Adolph Herseth, then a 26-year-old trumpet player studying at New England Conservatory, got a
call from Artur Rodzinski, director of the Chi- cago Symphony, in the fall of 1947. Rodzinski asked
Herseth if he could stop by his apartment on Fifth Avenue in New York. "I just played a bunch of
things I had heard the Boston Symphony play a lot," says Herseth, who is 84 now. "I played for
about an hour, and when I got through, he said, `You will be my new principal trumpet. 'I said,
'OK, I'll go home and practice.'"
As the last century wore on, the old way became a problem. Orchestras needed to respond to the
changes at music schools, which were seeing dramatic jumps in enrollment. While in 1946,
Juilliard graduated just 46 musicians, 20 years later it would be up to 161. New England
Conservatory sent just 16 string, wind, or brass players into the world in 1954. By the mid-1980s,
that number had tripled. Add to this the growing desire by musicians to break up the old-boy
networks or at least diversify the orchestras, which were almost entirely white and male, and it
was clear that a radical change was in order.
The screen was born.
The impact of blind auditions has been felt. A 1999 study by Harvard economics professor
Claudia Goldin that examined audition results from eight major orchestras, including Boston,
determined that the screen gives women a much better chance to get a symphony job. The
number of women hired for positions rose from 10 percent before 1970 to the current 35 percent.

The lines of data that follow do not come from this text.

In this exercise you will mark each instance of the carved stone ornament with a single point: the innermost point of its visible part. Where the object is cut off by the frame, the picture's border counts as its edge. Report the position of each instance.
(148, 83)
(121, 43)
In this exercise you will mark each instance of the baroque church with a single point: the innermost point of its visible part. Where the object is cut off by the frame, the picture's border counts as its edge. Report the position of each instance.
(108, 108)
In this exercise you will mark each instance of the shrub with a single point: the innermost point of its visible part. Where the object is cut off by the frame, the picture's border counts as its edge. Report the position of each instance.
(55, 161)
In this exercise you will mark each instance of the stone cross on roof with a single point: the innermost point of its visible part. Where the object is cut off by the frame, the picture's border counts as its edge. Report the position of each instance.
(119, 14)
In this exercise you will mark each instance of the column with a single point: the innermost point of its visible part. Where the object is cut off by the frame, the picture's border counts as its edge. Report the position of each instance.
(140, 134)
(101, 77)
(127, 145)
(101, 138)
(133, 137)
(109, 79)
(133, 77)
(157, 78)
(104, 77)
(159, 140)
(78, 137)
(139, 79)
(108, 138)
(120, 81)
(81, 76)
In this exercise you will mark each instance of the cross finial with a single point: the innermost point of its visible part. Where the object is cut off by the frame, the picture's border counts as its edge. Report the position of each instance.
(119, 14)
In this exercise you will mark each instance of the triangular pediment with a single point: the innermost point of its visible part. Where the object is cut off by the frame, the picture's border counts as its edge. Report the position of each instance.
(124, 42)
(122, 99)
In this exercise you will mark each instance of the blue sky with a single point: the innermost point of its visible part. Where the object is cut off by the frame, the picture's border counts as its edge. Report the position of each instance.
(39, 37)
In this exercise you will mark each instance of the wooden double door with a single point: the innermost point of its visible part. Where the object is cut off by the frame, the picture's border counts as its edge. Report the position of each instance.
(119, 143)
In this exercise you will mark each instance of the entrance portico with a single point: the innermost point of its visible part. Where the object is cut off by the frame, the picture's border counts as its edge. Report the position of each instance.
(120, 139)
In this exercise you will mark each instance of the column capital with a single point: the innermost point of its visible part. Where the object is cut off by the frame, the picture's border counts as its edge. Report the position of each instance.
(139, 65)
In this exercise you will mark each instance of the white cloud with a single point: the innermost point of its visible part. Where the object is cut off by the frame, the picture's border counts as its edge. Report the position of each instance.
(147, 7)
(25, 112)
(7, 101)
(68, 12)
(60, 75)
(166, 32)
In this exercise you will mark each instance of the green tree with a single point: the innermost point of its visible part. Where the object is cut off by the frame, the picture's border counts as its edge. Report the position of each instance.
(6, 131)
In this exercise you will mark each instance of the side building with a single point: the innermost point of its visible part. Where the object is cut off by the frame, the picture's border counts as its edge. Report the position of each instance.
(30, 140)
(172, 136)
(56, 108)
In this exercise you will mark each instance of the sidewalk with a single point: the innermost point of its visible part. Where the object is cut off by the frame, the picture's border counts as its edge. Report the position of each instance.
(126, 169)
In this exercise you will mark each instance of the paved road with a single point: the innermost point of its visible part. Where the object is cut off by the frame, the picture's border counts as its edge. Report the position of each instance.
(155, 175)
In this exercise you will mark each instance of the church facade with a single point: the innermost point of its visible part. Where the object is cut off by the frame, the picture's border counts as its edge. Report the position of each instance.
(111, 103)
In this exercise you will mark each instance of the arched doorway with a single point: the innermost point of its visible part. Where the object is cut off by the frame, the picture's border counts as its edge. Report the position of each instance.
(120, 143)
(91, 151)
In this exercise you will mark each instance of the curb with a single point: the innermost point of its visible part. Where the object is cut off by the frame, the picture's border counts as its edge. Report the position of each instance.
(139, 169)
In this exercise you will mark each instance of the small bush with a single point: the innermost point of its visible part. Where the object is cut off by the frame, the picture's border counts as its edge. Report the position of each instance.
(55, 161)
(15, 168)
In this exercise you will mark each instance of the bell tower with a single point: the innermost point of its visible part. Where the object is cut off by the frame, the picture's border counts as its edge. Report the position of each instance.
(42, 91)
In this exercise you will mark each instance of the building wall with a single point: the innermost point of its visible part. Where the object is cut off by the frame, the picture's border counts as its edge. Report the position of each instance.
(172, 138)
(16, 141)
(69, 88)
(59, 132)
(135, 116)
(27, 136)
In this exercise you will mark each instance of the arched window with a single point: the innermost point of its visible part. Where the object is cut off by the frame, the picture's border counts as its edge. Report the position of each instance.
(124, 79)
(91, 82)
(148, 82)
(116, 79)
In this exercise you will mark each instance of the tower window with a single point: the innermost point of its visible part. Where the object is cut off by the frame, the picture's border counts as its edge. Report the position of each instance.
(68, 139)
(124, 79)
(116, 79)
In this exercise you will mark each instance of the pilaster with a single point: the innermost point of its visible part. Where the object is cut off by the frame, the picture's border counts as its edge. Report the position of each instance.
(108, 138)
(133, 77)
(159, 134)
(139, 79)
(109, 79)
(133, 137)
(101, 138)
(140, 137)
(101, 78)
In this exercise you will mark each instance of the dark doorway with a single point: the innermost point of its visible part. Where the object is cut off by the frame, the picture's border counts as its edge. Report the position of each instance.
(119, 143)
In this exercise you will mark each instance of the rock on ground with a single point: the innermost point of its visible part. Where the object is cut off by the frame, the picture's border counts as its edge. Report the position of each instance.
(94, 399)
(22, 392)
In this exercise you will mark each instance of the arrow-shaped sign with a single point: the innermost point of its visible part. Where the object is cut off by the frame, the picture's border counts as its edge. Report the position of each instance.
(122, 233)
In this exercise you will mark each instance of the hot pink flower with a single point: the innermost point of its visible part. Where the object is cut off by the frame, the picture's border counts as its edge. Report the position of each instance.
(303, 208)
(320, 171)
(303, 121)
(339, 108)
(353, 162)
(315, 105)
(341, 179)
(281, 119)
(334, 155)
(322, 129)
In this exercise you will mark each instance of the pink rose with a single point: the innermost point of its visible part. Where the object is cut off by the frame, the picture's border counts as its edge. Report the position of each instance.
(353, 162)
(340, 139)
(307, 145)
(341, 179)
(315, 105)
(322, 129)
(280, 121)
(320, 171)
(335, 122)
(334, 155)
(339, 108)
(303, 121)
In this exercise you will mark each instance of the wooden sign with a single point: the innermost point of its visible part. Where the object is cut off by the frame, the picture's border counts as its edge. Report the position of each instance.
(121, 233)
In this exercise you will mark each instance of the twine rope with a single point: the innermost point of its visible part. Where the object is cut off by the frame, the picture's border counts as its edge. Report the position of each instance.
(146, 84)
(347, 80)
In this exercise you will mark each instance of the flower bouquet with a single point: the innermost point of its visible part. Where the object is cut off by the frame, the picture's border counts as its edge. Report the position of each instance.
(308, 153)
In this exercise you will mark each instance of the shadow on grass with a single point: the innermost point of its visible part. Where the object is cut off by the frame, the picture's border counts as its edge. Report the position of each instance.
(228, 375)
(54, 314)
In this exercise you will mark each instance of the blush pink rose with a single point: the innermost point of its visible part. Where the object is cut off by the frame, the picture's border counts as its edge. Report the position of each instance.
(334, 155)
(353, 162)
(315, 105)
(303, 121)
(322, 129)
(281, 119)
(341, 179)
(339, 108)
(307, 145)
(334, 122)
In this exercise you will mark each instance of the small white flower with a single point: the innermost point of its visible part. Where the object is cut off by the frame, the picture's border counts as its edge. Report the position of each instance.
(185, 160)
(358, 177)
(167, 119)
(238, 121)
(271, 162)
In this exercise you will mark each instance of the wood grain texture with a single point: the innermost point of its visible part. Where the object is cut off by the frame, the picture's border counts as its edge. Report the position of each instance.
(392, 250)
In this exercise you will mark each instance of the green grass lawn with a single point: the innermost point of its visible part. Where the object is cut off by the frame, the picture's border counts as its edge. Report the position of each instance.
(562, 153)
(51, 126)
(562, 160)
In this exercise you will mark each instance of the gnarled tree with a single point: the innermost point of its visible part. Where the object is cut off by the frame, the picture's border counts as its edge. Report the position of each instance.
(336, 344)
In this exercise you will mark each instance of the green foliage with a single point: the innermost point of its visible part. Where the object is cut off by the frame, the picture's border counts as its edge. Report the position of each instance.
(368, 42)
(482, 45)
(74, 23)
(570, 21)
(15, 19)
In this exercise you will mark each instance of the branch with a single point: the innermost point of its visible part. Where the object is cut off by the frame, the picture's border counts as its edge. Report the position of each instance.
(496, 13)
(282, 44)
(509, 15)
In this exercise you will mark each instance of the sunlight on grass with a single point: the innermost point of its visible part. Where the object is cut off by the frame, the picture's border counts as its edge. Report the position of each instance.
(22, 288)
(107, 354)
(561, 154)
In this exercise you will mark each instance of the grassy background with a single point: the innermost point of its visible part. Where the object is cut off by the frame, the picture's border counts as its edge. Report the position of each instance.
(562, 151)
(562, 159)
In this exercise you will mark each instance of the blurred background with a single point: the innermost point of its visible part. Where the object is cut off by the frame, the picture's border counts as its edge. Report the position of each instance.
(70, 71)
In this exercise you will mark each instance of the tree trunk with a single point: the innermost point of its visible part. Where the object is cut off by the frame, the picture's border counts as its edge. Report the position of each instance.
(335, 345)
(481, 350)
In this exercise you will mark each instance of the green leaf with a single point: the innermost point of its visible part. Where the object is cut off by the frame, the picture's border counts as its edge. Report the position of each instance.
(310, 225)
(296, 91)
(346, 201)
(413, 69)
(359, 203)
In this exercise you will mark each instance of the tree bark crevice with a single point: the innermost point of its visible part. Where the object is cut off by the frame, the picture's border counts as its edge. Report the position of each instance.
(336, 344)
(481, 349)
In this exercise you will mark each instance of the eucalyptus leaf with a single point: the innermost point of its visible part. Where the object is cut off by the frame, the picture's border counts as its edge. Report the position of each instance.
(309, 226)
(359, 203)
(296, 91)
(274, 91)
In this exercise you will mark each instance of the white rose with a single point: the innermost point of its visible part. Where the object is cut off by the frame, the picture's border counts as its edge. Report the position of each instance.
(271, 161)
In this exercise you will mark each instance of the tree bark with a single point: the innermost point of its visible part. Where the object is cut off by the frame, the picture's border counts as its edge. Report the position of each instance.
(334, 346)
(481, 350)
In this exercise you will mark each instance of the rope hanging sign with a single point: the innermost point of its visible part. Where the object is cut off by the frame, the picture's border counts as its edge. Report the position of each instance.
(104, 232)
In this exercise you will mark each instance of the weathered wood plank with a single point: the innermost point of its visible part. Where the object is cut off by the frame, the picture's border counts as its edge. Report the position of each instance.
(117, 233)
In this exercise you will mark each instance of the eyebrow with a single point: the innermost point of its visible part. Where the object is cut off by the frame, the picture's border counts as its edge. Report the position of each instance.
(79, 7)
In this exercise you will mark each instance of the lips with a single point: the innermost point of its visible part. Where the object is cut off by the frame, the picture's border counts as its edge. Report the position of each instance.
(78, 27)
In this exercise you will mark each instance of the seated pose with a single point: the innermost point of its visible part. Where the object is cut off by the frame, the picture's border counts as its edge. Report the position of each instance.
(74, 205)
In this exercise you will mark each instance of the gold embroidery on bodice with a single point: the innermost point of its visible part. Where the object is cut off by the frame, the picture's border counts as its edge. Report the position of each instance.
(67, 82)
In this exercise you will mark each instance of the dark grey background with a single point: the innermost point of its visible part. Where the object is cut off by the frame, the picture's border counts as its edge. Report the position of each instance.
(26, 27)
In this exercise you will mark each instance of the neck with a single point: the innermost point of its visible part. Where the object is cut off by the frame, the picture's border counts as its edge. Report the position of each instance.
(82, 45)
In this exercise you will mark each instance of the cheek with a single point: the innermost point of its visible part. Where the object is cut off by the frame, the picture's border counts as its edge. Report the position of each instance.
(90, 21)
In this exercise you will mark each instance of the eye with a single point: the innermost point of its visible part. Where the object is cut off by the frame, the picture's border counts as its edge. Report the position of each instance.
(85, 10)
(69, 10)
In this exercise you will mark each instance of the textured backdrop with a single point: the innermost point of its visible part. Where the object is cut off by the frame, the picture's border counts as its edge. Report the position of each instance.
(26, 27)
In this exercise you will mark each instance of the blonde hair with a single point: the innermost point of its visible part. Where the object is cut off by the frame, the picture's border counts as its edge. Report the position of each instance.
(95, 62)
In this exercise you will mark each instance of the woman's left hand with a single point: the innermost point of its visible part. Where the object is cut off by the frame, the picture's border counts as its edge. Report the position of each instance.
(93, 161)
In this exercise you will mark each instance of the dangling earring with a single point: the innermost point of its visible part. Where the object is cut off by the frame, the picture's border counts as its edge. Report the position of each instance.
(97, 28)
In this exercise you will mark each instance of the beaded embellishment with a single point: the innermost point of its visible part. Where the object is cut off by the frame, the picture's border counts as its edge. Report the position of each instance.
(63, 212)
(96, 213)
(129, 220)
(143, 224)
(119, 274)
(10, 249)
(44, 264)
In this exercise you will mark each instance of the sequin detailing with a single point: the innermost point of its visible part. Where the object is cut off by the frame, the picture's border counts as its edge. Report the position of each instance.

There are no official records marking the start of the screen, though the BSO's personnel office
found a letter from 1963 in which the screen is mentioned for the first time. Boston was the first
orchestra to adopt blind auditions, a practice used today by all major symphonies save Cleveland.
The idea of blind auditions didn't please everyone. When Vic Firth, the BSO's timpanist from 1952
until his retirement in 2002, first learned of the screen, he complained to the orchestra's
management. "I said, `If you have to be behind the screen, you can do them without me,'" says
Firth. " `I need to see physically how he does things. I need to see what kinds of mallets he picks
to do certain kinds of repertoire.'"
Charles Schlueter, the BSO's principal trumpet player, initially refused to audition in the early
1980s. He found it absurd that he would be behind a screen.
"I asked, 'Why are you looking for an anonymous principal trumpet player?'" he says today.
HAN'S AUDITION TAKES PLACE a week after Blundell's, in November 2004. That's because,
as a former finalist, he advances automatically to the semifinal round. His Mozart starts out
strong. But then, about halfway through the passage of the Concerto No. 4, Han makes a minor
mistake, flubbing a note or two. His self-confidence vanishes. He is thinking too much, not simply
playing. He feels himself tightening, becoming cautious. He knows it. He's through. Backstage,
Tsukamoto tells Han he played wonderfully. Kind words, but Han knows better. Discouraged, he
shows up at the Newton home of his former teacher, Roman Totenberg. The 94-year-old violinist,
whose house is filled with scores, records, and historical photographs, brings Han into his music
room to talk through his frustration.
Han tosses his jacket on a chair and takes his violin in hand. "It started very well, but after I
messed up, I played careful," says Han, his speech sometimes disrupted as he plays through a
section.
"You're beating yourself up too much," says Totenberg.
As he approaches the door, Totenberg offers a hug.
"Don't get upset," he says. "Maybe you weren't as bad as you think."
Han's not so sure. Maybe Boston isn't going to work out. Maybe he's not cut out for auditions. But
as he walks away, he's already starting to think about when he'll get another chance.